C. Impact of the Decision
- Additional Insureds. Lenders, landlords, and other non-operational stakeholders frequently rely on “blanket” additional-insured endorsements. This decision warns that, unless liability is exclusively attributable to the named insured’s acts, coverage will evaporate.
- Receiverships & Turnarounds. The involvement of a court-appointed receiver can break the causal chain needed for additional-insured coverage because the receiver’s conduct is not that of the named insured.

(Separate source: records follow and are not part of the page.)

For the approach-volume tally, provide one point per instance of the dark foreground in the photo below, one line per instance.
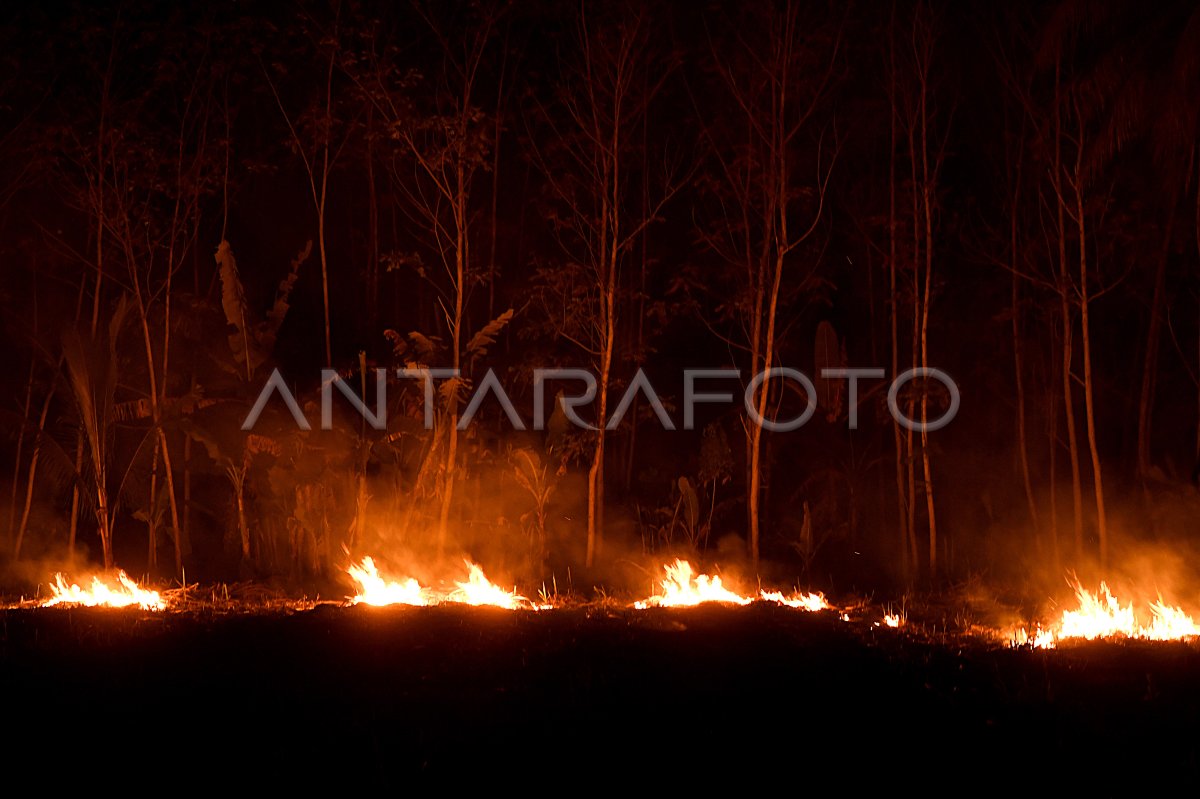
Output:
(381, 694)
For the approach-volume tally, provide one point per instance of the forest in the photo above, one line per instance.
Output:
(195, 198)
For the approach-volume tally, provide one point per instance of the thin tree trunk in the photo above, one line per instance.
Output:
(1102, 522)
(1150, 360)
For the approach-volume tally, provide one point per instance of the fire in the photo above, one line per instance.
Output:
(124, 594)
(805, 601)
(479, 590)
(1102, 616)
(375, 589)
(682, 587)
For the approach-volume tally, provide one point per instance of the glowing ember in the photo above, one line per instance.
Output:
(683, 587)
(125, 594)
(804, 601)
(375, 589)
(1169, 623)
(1101, 616)
(479, 590)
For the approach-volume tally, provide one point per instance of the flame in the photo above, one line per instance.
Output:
(376, 590)
(682, 587)
(1169, 623)
(479, 590)
(805, 601)
(1102, 616)
(102, 594)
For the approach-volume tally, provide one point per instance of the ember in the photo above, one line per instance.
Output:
(124, 594)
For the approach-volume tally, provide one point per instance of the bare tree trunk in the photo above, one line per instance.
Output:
(1150, 360)
(1065, 286)
(906, 558)
(1102, 522)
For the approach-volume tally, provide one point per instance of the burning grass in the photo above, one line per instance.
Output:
(1101, 616)
(120, 593)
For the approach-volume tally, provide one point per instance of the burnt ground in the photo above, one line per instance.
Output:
(450, 692)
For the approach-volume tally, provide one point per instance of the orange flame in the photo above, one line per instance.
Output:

- Notice & Consent Clauses. The First Circuit re-affirms that, in claims-made policies, written notice and consent provisions are strict conditions precedent; “actual knowledge” or lack of insurer prejudice will not salvage late notice.
- Litigation Strategy. Insureds opposing motions to add them as defendants must tender the motion immediately and secure the insurer’s written consent before incurring fees if they hope to obtain reimbursement.
- Bad-Faith Exposure. Insurers retain a safe harbor where their denial rests on a reasonable policy construction—even if later deemed incorrect—thereby narrowing the circumstances for treble damages under Chapter 93A.
Complex Concepts Simplified
- Claims-Made Policy – Covers claims first made against the insured during the policy period, irrespective of when the wrongful act occurred. Timely notice is integral.
- Additional Insured – A party added to an insurance policy via endorsement, receiving specified (often narrower) coverage.
- Endorsement – A policy amendment that modifies coverage; later-in-time endorsements override conflicting base-policy language.
- Duty to Defend – The insurer’s obligation to hire counsel whenever the complaint’s allegations are “reasonably susceptible” to covered claims. Broader than the duty to indemnify.
- Personal Injury (Policy Definition) – Not bodily harm; rather, offenses such as wrongful eviction, false arrest, libel, etc.
- Wrongful Eviction – Depriving a person of lawful occupancy rights without proper legal process.
- Chapter 93A / 176D – Massachusetts statutes imposing liability for unfair or deceptive insurance practices; require unreasonable insurer conduct.
Conclusion
The First Circuit’s ruling in BI 40 LLC v. Ironshore tightens the availability of defense coverage for additional insureds under specialized endorsements and reinforces Massachusetts’ unforgiving stance on notice and consent conditions in claims-made policies. Lenders and other passive investors can no longer assume that broad allegations in resident or consumer lawsuits will trigger defense duties; instead, they must scrutinize whether liability rests solely on the named insured’s conduct and must involve their insurers immediately when litigation threatens. Concurrently, insurers gain a clear appellate blessing for denying defense where (i) the sole-liability condition is not met or (ii) notice/consent provisions are breached, without needing to show prejudice. This decision thus recalibrates the risk calculus for parties who seek to transfer operational liabilities through insurance endorsements and underscores the primacy of policy language in coverage disputes.